You can still watch the FtBCon trans panel: Myths and Facts About Trans People

If you missed our trans panel of transness at FtBCon, don’t despair! The entire event has been recorded and saved to YouTube so you can watch it whenever you want. We discovered that just one hour wasn’t enough to contain all the awesomeness, so we eventually ended up with two hours of brilliance and sass from some of the smartest, coolest trans ladies I’ve ever met! We covered topics including the “trapped in a man’s body” trope, the excessive focus on trans women’s style and attire, the realities of transition surgeries, the relation between transitioning and sexual orientation, our histories with gender prior to transitioning, how gendered socialization affects us, issues with public bathrooms and other gendered facilities, and “autogynephilia”, followed by a variety of questions from viewers. Enjoy!

You can still watch the FtBCon trans panel: Myths and Facts About Trans People

7 thoughts on “You can still watch the FtBCon trans panel: Myths and Facts About Trans People

  1. 1

    I’m gonna have to watch it that way, since it just happened to be timed EXACTLY when I was fussing with BBQ burbon ribs and home-made baked beans. A girl’s gotta have priorities, y’know.

  2. 3

    That was excellent, thank you so very, very much. The fluidity of gender and how we as a society tend to *freak out* at any deviations/challenges from the “acceptable” and what that says about what we fear is something that’s been heavily on my mind.

    Also, autogynephilia. Jesus. I can not believe there are people who have time to make up shit like that. What a crock. Just like this whole “deception” thing – why must it be that we feel validated in making assumptions based on how people look and then cry “foul” when our shallow assumptions prove to be false? It’s ridiculous.

    Anyway, thanks again for bringing these wonderful women together (and to our attention!) and leading such a great discussion.

  3. 7

    Hi, Zinnia,

    I have to say I am extremely jealous of all of you, being young and trans in today’s world.
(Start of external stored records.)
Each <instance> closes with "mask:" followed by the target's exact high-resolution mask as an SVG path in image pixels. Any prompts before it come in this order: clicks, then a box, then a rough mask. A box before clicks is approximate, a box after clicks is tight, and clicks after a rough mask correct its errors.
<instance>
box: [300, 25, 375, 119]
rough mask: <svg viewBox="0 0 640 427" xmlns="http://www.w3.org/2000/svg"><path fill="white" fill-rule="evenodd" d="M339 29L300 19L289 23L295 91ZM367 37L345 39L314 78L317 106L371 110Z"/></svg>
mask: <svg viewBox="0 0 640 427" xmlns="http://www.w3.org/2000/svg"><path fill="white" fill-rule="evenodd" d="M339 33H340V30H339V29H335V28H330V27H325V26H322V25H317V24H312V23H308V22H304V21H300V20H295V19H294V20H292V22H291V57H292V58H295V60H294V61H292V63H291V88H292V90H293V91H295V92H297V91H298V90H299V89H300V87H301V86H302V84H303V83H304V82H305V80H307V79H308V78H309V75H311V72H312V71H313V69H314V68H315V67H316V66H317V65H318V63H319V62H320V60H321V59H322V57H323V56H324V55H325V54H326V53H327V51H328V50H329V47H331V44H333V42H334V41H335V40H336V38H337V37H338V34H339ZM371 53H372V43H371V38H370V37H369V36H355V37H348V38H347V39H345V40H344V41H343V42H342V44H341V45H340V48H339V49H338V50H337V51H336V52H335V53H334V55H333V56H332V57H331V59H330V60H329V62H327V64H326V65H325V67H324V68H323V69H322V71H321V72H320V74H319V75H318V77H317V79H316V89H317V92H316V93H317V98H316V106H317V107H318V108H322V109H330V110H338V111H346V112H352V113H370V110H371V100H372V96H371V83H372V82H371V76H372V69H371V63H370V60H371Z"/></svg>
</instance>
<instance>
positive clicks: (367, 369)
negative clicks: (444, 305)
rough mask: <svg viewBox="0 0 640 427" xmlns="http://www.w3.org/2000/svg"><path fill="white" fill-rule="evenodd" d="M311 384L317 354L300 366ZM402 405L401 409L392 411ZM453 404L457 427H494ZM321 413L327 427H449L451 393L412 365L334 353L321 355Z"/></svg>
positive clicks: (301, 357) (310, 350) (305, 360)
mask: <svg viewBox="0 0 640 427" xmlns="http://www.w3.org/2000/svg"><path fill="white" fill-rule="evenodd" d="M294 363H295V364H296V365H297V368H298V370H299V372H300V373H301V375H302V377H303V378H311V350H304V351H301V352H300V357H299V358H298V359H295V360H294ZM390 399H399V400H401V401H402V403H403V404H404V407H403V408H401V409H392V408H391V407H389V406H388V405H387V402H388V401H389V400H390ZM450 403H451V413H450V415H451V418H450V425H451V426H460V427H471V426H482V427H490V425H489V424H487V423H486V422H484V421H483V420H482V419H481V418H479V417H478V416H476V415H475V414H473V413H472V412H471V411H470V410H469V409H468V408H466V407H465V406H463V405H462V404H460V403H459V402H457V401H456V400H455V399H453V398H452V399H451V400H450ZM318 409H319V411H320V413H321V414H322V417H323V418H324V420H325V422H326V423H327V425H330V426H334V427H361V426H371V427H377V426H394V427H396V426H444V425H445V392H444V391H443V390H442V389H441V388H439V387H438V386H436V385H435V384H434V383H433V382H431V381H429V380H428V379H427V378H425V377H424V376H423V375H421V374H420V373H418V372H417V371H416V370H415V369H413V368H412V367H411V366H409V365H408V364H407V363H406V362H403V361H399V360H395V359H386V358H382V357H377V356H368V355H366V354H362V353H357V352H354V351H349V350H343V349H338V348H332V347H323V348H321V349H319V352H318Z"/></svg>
When I was your age, well, the world was not *quite* what it is today, and there was no internet to help us to exchange our thoughts and feelings or to even recognize that others like us even existed. I had to do extensive library research as a child to uncover random articles about Christine Jorgensen even to learn the world “transsexual,” and believe me: there was not a lot of information out there.

    When you all pooh pooh the notion of being “trapped in a man’s body,” it merely tells me how far the world has come, for in my world that was *precisely* the reality. You see the “myth” once WAS truth: in all of the decades before you could simply start transitioning whenever you wanted and do so for years–as you stated was your case–before you ever did anything to your body, any variation in the cisgender style and role-appropriate behavior that was *absolutely expected* resulted in lots of unwanted scrutiny and bullying. When Autumn said “I want my body to stop lying about me,” I think that is really just another was of saying the same thing: we are NOT what our bodies say we are. But you younger people now have the chance to do something about it; we in my generation really believed we had no choice. We *were* trapped. I thought transition was only for the very rare case, the Renee Richards of the world.

    Ultimately I transitioned when I was forty and it caused lots of difficulties. I was the first teacher in the United States to transition in place in school. Lots of news coverage, etc. You see, even as recently as 1998, such things were unheard of. At this point, I’ve been teaching at that school as a woman as long as I’d been there as a “man.”

    BTW: I WISH “sex change” surgery had changed me from head to toe. God, I wish it. 🙂

    You mentioned “taking refuge in hypermasculinity.” Well I certainly never did that, but I know that it was an extremely popular way of handling GD in that former era. The Navy SEAL who just came out? I’ve met another in the past. I’ve met Marines and other volunteer soldiers too: people who tried to throw themselves into the most masculine things they could think of so that they could fight back the deep feelings in their minds. For me, well, I had the situation that Autumn spoke of regarding socialization: I had no clue how to me “male” and had to *teach* myself in order to stop being bullied when I got to high school.

    Anyway, I thought that this panel discussion was excellent, and I thank you all for it. For me, it was very interesting to hear the thoughts of a group of young T’s on issues that affect us all.